German investment affected by attacks in northern Mozambique
Head of the International Monetary Fund (IMF) mission to Mozambique Ricardo Velloso (left) with Ari Aisen Resident Representative, in Maputo. Photo: Domingo
There were no kind words from the new head of IMF missions to Mozambique, Ricardo Velloso. After the 25 July – 3 August visit, he said the economy is only “recovering gradually” and that even more austerity is needed.
Velloso said “On the revenue side, the mission recommended removing VAT exemptions, except for basic basket goods, and strengthening VAT administration. It advised, on the spending side, reducing the size of the wage bill as a share of GDP through moderation in wage increases, particularly for top earners in the public sector, and parsimony in additional hires, which should be limited to urgent needs in social sectors.”

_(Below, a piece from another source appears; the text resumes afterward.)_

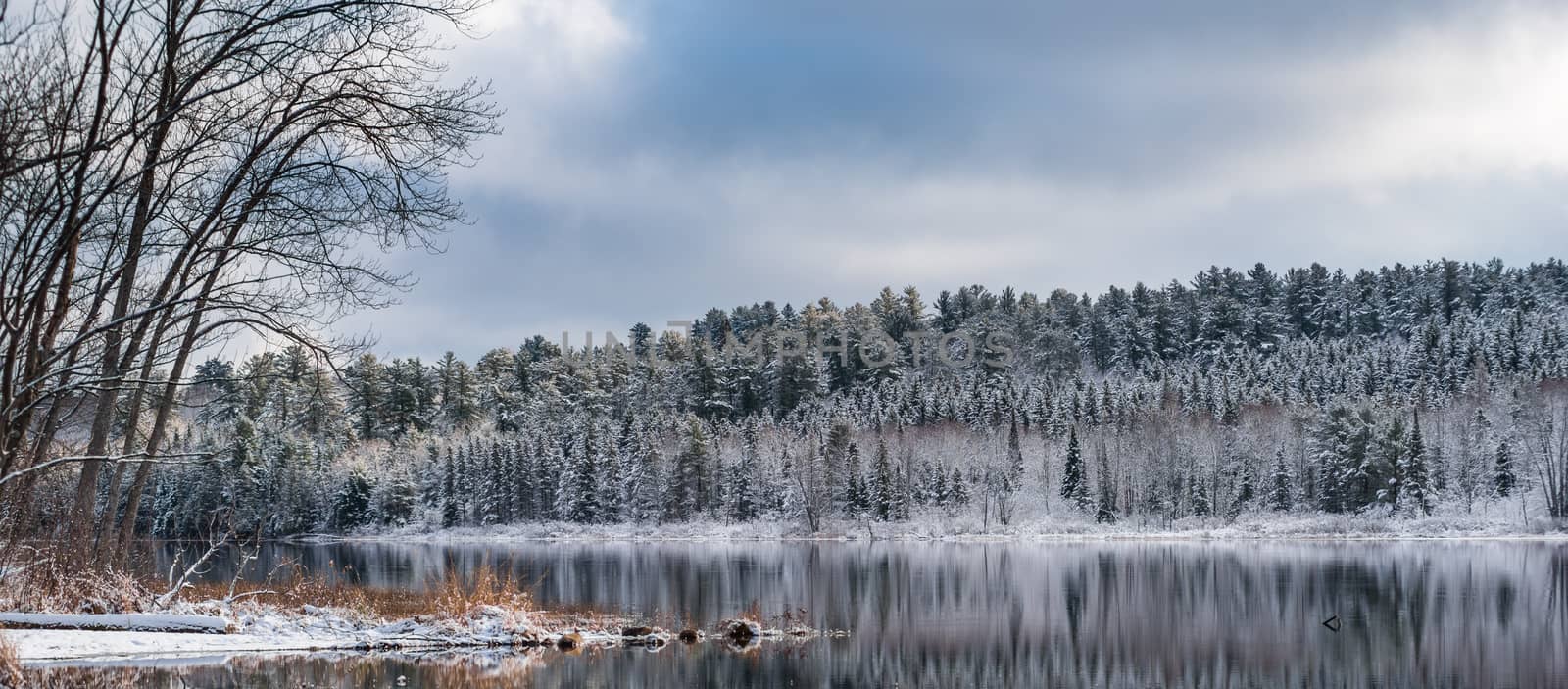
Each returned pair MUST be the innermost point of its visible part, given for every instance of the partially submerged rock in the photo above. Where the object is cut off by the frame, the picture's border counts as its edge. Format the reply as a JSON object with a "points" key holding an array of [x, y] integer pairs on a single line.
{"points": [[569, 641], [124, 621], [741, 633]]}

And it in a very pointed note probably referring to recent government guaranteed Chinese export credits for Xai-Xai airport and the Macuse port and railway, Velloso said “Given that public debt is in distress, the mission encouraged the government to rely to the maximum extent possible on external grant financing and highly concessional loans, while ensuring that issuance of debt guarantees strictly follows the new, stricter approval procedures established in December 2017. … The mission also stressed the importance to continue limiting other spending items through better prioritisation, including public investment outlays.”